Advice for Clean Ice

After a game of curling there often seems to be a disconnect between the ice conditions and how players think the ice affected their game. Time and time again missed shots are blamed on poor ice conditions. Players rarely stop to think about the effect they're having on the ice surface. The truth is players have a lot more to do with creating their own on-ice environment than they think.


Leaving your hands, fingers, knees or rear end on the ice for any extended period of time will cause problems. The time it takes to permanently burn warm body parts into the ice does not take very long because your body is so warm. In seconds the ice starts melting, and you can take the pebble right off, and leave an impression in the ice.

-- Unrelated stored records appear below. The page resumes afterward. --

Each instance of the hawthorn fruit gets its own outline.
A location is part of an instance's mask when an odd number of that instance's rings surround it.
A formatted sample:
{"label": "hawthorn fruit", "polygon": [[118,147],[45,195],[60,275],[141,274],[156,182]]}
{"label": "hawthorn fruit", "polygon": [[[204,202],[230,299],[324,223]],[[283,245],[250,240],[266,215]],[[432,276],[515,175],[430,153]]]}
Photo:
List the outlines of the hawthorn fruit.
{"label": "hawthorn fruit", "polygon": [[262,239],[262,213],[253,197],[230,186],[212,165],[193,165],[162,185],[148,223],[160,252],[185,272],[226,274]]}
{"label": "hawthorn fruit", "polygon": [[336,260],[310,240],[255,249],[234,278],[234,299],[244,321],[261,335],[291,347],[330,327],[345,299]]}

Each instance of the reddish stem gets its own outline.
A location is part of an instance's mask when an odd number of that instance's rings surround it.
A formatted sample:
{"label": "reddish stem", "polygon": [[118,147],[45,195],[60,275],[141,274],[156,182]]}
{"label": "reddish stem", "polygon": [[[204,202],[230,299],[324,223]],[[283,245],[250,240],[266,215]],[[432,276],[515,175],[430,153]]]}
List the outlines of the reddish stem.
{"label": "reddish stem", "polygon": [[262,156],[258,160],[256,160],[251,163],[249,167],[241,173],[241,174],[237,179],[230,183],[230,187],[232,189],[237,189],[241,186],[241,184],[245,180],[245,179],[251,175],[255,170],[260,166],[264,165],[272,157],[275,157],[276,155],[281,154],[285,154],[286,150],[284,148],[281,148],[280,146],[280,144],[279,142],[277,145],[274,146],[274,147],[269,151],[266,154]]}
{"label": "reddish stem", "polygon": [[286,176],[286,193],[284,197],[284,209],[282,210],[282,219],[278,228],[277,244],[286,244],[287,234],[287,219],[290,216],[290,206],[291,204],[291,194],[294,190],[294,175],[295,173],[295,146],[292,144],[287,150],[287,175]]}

Debris left behind from grippers can be a nightmare. The little bits of rubber that come off a gripper can cause rocks to pick and leave the ice looking dirty. Purchase a new gripper every season and give it a good wash with soap and water a couple times a year. Grippers collect everything because they're made from soft rubber... It doesn't hurt to wash your gripper. This will also give you a chance to have a look to see if you need a new one.


To keep from gouging the ice, avoid using scratched sliders. The deep gouges left behind by an ill-maintained slider can later have an effect on how rocks react to the ice surface. Check your slider regularly and replace if necessary.


Make sure you have one pair of shoes dedicated to curling and curling only. We ask that you clean your footwear at the entrance way every time you enter the building.